Innerhalb der DDR wurde das Zusammentreffen im Sporthaus Ziegenhals als „illegale Tagung des Zentralkomitees mit etwa 40 Teilnehmern“ charakterisiert.[1] Im von Ernst Thälmann auf der Tagung gehaltenen Referat wurde demnach die Taktik und Strategie für die KPD formuliert, um „die schwerste Belastungsprobe in der Geschichte der Arbeiterbewegung“ bestehen zu können. Aus diesem Grund bezog sich die SED für das eigene Programm „Programm zur Errichtung einer Arbeiter- und Bauernmacht“ auf den Inhalt des Referats.[30] Das Referat bildet die Schlussszene des zweiteiligen Ernst Thälmann-Films der DEFA von 1986. Das Sporthaus Ziegenhals als Tagungsort wurde nach dem Krieg HO-Gaststätte und baubedingt in den Folgejahren abgerissen. Das Tagungszimmer des Treffens blieb dabei erhalten und wurde im Neubau von 1959 als Gedenkzimmer hergerichtet.[13] Die Eröffnung der neuen Gedenkstätte erfolgte durch den damaligen Präsidenten der DDR Wilhelm Pieck. Das Gedenkzimmer war daraufhin bis zum Ende der DDR u. a. Anlaufpunkt für die Jugendstunde zur Vorbereitung auf die Jugendweihe. Jedoch wurde auch in der DDR durch den Historiker Siegfried Vietzke der Termin der Tagung am 7. Februar in Frage gestellt und stattdessen der 10. Februar 1933 für möglich gehalten.[31]

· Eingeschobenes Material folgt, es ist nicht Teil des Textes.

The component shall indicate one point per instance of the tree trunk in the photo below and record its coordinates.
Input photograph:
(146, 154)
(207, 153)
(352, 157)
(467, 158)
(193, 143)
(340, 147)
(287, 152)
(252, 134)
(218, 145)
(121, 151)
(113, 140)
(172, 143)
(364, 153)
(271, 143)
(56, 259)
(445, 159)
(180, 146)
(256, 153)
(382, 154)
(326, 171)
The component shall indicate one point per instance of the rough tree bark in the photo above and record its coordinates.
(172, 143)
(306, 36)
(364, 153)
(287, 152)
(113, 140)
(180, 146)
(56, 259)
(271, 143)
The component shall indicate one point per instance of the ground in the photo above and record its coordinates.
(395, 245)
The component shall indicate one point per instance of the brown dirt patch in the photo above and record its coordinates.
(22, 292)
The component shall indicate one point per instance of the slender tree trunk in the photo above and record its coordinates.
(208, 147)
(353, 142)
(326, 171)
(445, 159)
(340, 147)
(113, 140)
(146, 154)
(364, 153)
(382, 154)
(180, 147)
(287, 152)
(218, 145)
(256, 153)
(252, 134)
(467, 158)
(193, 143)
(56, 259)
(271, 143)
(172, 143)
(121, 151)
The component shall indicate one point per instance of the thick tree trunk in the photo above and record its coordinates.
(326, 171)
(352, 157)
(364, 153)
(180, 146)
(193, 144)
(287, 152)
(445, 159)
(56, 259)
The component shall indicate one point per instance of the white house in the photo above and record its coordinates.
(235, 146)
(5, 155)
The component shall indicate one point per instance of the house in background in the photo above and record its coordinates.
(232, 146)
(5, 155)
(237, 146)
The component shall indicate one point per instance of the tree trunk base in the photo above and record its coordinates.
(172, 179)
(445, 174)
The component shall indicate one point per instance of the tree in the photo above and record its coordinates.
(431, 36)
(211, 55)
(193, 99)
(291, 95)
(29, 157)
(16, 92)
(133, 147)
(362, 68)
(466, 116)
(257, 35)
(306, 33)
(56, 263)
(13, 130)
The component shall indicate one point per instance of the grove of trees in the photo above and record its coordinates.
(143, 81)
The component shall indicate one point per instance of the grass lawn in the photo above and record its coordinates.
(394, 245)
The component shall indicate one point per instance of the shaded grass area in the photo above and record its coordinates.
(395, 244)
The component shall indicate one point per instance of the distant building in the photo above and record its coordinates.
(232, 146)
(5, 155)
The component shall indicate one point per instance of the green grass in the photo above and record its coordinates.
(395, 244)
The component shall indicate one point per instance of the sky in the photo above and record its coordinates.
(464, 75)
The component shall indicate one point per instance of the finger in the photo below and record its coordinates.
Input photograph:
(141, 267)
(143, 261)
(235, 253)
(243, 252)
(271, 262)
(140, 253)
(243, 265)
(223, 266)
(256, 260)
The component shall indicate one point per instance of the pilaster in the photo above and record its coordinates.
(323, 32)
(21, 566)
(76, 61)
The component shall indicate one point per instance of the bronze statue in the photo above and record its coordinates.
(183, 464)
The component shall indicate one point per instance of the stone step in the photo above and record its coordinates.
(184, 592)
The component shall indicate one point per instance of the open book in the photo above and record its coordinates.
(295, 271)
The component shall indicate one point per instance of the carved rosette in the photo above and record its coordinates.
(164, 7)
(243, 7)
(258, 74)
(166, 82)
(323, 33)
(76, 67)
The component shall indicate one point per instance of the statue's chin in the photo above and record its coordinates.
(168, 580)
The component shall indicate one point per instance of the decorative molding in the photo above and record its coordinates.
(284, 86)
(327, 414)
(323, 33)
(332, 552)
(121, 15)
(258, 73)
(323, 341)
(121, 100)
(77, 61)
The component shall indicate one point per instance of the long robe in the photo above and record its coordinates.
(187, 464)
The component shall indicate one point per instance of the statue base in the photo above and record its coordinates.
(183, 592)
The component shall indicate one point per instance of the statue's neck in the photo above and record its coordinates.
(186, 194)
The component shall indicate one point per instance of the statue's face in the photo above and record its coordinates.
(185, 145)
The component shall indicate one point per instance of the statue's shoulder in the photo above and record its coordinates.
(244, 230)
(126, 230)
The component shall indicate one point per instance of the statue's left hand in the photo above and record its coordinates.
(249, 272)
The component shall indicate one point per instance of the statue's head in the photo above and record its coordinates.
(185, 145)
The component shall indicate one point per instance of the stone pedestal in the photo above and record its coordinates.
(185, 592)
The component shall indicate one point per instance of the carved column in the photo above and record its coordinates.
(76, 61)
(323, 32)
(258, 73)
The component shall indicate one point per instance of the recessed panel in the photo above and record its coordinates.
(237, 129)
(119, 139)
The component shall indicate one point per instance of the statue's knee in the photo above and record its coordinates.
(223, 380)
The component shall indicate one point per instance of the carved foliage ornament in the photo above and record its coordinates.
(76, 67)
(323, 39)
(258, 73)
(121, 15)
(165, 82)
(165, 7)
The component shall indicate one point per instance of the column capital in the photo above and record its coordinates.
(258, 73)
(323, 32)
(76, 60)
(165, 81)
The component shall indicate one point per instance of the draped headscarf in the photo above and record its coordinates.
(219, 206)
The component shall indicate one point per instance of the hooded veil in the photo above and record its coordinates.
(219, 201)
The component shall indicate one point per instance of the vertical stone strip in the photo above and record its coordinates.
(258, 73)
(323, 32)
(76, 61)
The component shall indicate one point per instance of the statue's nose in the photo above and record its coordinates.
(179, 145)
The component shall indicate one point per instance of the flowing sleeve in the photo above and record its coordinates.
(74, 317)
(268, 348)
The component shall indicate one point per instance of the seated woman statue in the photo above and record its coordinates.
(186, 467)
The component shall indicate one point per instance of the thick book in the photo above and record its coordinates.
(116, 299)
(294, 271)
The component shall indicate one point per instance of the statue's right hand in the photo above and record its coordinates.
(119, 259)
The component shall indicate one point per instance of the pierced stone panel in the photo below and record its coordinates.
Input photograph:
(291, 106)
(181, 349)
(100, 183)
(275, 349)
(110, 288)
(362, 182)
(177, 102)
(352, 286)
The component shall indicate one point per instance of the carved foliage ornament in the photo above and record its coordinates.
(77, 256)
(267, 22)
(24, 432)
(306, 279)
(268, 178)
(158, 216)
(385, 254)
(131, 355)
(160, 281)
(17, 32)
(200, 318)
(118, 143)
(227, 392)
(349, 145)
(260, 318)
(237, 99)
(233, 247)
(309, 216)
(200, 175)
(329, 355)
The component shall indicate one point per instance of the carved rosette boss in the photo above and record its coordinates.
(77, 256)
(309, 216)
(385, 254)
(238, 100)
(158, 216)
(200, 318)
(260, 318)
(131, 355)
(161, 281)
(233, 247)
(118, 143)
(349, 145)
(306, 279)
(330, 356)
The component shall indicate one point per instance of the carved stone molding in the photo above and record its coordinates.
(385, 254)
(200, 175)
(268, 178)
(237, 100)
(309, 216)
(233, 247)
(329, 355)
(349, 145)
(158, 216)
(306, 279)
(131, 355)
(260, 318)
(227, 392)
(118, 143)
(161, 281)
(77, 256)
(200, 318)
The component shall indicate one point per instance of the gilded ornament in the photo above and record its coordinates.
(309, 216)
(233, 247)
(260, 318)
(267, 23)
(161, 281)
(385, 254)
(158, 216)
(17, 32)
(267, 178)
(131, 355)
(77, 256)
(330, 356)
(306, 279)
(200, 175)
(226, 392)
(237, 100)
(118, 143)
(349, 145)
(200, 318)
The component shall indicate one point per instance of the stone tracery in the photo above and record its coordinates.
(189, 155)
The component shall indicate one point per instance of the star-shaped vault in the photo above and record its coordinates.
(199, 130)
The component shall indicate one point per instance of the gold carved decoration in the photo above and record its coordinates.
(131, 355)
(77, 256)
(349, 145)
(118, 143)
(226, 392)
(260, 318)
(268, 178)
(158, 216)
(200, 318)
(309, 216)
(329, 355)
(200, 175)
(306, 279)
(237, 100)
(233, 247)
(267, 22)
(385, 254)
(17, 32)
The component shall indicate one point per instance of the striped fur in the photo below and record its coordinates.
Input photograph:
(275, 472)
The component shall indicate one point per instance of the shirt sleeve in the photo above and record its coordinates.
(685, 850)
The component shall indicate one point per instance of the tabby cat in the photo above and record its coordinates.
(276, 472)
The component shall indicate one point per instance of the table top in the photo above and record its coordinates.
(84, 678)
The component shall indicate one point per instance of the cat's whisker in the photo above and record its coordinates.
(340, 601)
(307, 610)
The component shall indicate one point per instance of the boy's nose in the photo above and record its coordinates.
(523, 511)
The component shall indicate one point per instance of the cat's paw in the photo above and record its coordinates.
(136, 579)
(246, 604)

In der jüngeren Forschung wird die Dokumentation der Tagung in Ziegenhals durch die DDR kritisch beleuchtet. Die Dokumentation wird als u. a. selektiv wahrgenommen, weil sie immer wieder Teilnehmer der Tagung ausspare, „die nicht mehr mit der Politik der SED einverstanden waren oder die zu Opfern Stalins gehörten“. In diesem Zusammenhang wurde in der DDR-Geschichtsschreibung nie Herbert Wehner als Tagungsteilnehmer erwähnt.[32] Es müsse darüber hinaus überprüft werden, wer in seiner Teilnahme ebenso ausgeklammert wurde oder sogar zu Unrecht als Teilnehmer Erwähnung fand.[33] Ebenso wird der Charakter der Tagung als illegales Zusammenkommen des Zentralkomitees der KPD in Frage gestellt und das Wesen einer Reichsfunktionärsversammlung der Tagung betont.[34] Ebenso spricht Henryk Skrzypczak wegen des Charakters der Versammlung und der noch nicht vorhandenen Illegalität der kommunistischen Partei von einer geheime(n) Reichsfunktionärskonferenz der KPD am 7. Februar 1933 in Ziegenhals (Zeuthener Konferenz).[35] Kritisch beleuchtet wurde auch die Rolle der Wirtsleute Paula und Wilhelm Mörschel, wobei letzterer von Hermann Dünow als „ein zuverlässiges Mitglied der KPD“ bezeichnet wurde. Mörschel kandidierte als Sohn eines ortsbekannten Sozialdemokraten 1929 für die SPD bei den Gemeindewahlen und wurde über den eigentlichen Zweck des Treffens im Unklaren gelassen und nur über ein Treffen von Sportlern informiert.[7] Ebenso hinterfragt wurde der Ablauf des Fluchtgeschehens nach dem Ende der Tagung, das sich teilweise per Motorboot gestaltet haben soll,[10] obwohl der See eine dicke Eisschicht getragen hat und Wasserstraßenamt nicht den Eisaufbruch des für die Schifffahrt viel wichtigeren Oder-Spree-Kanals umsetzte.[7]